Na loja, entre os artigos oficiais, encontra-se a camisola principal com os nomes em pano de fundo de todos os sócios que a patrocinam — o emblema rejeita sponsors comerciais — e uma outra comemorativa da maior conquista do clube, que milita no sétimo escalão inglês, o Fénix Trophy de 2023, competição para equipas non league, frente aos italianos do Brera FC, no Giuseppe Meazza, em Milão. Um título europeu!

T-shirt comemorativa da conquista do Fénix Trophy pelo FC United (Foto: Luís Mateus)

No final do túnel está um relvado às escuras. «Não podemos ligar as luzes, é muito dispendioso», explica Tim Browning, antes de continuar: «É irónico que tenhamos deixado o Manchester United na sequência da dívida criada pelos Glazers, entre outras coisas, e agora estejamos estrangulados pela nossa própria despesa. O estádio foi construído com o dinheiro dos adeptos, o que é fantástico, mas a manutenção é muito cara e não o conseguimos encher. Temos uma lotação de 4.400 lugares e, na maior parte das vezes, só trazemos metade da mesma.» 

Pormenor da camisola do FC United, com o nome de todos os sócios que a patrocinam (Foto: Luís Mateus)

Crescer com o apoio da comunidade

Ainda somos um clube de protesto, mas é um protesto muito mais alargado

Warren Heppolette está na Direção há dois anos e acredita que é possível crescer, mesmo com tantas dificuldades financeiras: «Estamos a negociar a nossa dívida com a cidade para pagá-la, com juros mais baixos, estendendo-a por vários anos, como se fosse uma hipoteca, e acreditamos que podemos gerar receita ao cativar jogadores e agentes para utilizarem o estádio para anúncios, e a comunidade para realizarem connosco os seus encontros familiares e as festas. Ainda há pouco tivemos aqui o Jack Grealish. No passado, também Erling Haaland e Raheem Sterling gravaram aqui alguns spots, porque o estádio tem essa capacidade. Além disso, temos de começar a criar laços ainda mais fortes com a comunidade, para que nos vejam como um sítio em que podem fazer desporto e tragam os seus filhos, e assim alargar a nossa base de adeptos, que está naturalmente envelhecida. Isso implica uma maior ligação às escolas e aos colégios também.»
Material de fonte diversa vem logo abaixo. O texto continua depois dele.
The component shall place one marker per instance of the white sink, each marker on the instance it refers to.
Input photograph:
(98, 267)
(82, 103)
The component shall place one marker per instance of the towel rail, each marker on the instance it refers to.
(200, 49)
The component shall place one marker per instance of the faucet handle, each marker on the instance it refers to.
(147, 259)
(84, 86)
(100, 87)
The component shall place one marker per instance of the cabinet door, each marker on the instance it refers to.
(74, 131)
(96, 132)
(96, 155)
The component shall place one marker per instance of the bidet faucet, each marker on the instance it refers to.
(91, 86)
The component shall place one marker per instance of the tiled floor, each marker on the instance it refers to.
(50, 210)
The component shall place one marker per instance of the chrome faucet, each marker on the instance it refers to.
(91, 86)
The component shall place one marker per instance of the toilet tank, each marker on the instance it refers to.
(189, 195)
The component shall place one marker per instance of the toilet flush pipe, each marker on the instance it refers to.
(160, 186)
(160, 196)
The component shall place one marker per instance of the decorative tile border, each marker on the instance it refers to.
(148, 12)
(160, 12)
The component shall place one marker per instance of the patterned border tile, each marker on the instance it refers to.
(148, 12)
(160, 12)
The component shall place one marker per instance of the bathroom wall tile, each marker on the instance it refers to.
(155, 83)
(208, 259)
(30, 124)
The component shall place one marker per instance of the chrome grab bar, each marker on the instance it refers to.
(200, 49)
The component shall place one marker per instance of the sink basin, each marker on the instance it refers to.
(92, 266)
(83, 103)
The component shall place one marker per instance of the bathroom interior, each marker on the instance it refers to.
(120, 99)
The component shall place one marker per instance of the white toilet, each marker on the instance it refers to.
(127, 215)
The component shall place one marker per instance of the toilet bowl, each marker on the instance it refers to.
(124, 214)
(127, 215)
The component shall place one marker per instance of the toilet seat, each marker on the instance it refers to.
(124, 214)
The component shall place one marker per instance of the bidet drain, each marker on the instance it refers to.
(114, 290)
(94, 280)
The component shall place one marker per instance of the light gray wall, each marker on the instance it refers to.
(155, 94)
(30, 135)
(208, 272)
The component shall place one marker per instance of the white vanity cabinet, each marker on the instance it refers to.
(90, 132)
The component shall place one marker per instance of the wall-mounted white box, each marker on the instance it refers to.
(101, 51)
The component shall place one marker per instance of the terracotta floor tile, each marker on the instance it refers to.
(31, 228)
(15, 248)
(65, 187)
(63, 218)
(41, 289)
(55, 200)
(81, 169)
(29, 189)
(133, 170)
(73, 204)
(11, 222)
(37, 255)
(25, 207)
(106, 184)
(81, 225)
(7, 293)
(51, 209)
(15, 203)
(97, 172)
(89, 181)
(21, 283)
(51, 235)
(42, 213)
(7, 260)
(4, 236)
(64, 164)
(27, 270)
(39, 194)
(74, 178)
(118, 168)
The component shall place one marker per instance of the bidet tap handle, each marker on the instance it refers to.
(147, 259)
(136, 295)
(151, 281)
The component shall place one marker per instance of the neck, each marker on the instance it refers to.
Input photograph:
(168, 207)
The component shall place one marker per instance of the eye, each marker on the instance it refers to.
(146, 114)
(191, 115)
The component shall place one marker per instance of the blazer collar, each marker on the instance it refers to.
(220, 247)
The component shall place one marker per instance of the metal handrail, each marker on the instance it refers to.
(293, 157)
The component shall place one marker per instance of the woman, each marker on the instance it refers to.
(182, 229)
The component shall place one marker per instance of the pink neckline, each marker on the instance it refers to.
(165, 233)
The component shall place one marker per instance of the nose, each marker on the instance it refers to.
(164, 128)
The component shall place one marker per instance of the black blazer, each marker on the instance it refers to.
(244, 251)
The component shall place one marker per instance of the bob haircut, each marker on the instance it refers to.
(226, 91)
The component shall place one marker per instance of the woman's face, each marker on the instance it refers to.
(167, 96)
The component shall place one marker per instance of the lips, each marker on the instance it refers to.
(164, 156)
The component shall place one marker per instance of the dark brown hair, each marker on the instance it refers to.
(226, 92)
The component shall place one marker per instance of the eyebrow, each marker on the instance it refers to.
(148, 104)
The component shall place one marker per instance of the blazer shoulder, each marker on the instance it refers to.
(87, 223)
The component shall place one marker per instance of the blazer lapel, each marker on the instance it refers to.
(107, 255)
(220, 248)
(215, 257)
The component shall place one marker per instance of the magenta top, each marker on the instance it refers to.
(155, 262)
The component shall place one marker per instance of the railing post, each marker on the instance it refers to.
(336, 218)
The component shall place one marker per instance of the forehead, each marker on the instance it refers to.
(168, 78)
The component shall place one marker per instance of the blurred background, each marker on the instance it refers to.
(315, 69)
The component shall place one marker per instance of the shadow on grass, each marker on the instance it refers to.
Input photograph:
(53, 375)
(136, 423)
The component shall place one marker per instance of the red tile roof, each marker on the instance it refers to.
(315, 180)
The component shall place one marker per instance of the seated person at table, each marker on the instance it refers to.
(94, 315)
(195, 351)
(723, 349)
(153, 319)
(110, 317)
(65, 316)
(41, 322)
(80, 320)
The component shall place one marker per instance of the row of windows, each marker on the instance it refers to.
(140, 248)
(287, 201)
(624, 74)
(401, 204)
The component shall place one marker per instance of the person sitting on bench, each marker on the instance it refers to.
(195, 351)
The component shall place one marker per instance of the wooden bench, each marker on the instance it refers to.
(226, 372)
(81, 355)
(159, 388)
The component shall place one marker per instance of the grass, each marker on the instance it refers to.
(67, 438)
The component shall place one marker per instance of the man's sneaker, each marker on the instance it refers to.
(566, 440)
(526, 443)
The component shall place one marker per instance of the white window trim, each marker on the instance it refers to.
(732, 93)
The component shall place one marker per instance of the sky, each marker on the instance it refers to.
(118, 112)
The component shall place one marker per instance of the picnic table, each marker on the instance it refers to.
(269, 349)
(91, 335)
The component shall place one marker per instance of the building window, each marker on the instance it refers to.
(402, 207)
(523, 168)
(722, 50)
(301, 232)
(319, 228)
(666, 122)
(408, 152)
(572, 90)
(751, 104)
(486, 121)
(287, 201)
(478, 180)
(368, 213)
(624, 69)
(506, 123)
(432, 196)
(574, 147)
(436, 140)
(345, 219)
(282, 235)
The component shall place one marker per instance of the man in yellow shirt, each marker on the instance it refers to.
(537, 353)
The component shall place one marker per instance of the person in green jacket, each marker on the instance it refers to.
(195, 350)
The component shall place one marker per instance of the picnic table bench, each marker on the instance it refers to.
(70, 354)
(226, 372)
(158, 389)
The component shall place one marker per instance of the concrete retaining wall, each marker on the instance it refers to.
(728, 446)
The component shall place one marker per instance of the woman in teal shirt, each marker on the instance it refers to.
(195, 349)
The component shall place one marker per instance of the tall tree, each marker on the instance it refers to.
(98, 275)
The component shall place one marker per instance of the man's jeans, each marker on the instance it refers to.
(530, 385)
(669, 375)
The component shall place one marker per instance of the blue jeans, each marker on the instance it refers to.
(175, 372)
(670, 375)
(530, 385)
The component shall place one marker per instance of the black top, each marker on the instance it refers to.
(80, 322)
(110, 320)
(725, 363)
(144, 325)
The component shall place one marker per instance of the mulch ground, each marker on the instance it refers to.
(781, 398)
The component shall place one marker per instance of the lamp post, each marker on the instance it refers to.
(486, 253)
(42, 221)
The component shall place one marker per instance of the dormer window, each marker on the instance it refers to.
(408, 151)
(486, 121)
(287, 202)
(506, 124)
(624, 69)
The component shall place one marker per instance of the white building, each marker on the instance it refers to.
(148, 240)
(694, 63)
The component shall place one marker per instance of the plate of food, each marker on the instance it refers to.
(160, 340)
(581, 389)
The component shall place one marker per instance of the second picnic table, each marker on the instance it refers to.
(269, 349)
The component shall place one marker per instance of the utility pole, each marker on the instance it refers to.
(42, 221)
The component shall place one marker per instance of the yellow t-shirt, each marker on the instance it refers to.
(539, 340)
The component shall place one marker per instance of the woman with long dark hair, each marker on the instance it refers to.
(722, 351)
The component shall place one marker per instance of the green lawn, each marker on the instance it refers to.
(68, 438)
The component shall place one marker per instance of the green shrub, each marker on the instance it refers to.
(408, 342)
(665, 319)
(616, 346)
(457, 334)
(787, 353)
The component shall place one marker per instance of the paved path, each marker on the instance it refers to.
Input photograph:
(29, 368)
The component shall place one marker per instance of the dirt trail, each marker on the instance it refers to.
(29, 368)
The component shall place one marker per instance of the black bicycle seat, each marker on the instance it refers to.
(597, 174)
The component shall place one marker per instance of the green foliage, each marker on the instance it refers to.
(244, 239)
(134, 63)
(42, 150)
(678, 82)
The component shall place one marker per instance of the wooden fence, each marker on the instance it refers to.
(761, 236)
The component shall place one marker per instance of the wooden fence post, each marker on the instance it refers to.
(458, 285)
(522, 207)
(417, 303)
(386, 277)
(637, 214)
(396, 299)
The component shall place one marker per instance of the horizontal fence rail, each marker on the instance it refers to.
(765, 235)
Campos sintéticos do Broadhurst Park, estádio do FC United of Manchester (Foto: Luís Mateus)

O objetivo é continuar a progredir na pirâmide do futebol inglês, o que está longe de ser fácil: «Estamos numa liga em que das 22 equipas seremos das últimas cinco da tabela em termos de orçamento. E algumas fazem um investimento três ou quatro vezes superior. Não serão completamente profissionais, mas têm jogadores que já o foram. Será sempre bastante duro para nós conseguirmos competir nesta liga com estas diferenças, mas mesmo assim a perspetiva é que num período entre dois a cinco anos consigamos ascender à National League North. Por isso, é muito importante gerar receita para além do que fazemos em campo para podermos ser mais competitivos. Se o conseguirmos, se conseguirmos a promoção, teremos de pensar em ser 50-50 profissionais e ter um treinador a tempo inteiro para aí estabilizarmos.»

Warren Heppolette (Foto: Luís Mateus)

O dirigente acredita o clube resistirá aconteça o que acontecer em Old Trafford. «Perder adeptos para o Manchester United? Não acredito. A nossa base de apoio é sólida há 18 anos e não é a primeira vez que se diz que os Glazer vão deixar o clube. As pessoas já não vêm ver os nossos jogos por essa razão, nós já fizemos a nossa escolha. O nosso futuro e a nossa base de apoio tem hoje muito mais a ver com Moston e com o norte de Manchester do que com o Manchester United. Os nossos adeptos estão aqui há muito tempo e investiram tanto neste clube para que agora desertem para Old Trafford. Mesmo que todos nós gostássemos de ver os Glazer pelas costas», lembra.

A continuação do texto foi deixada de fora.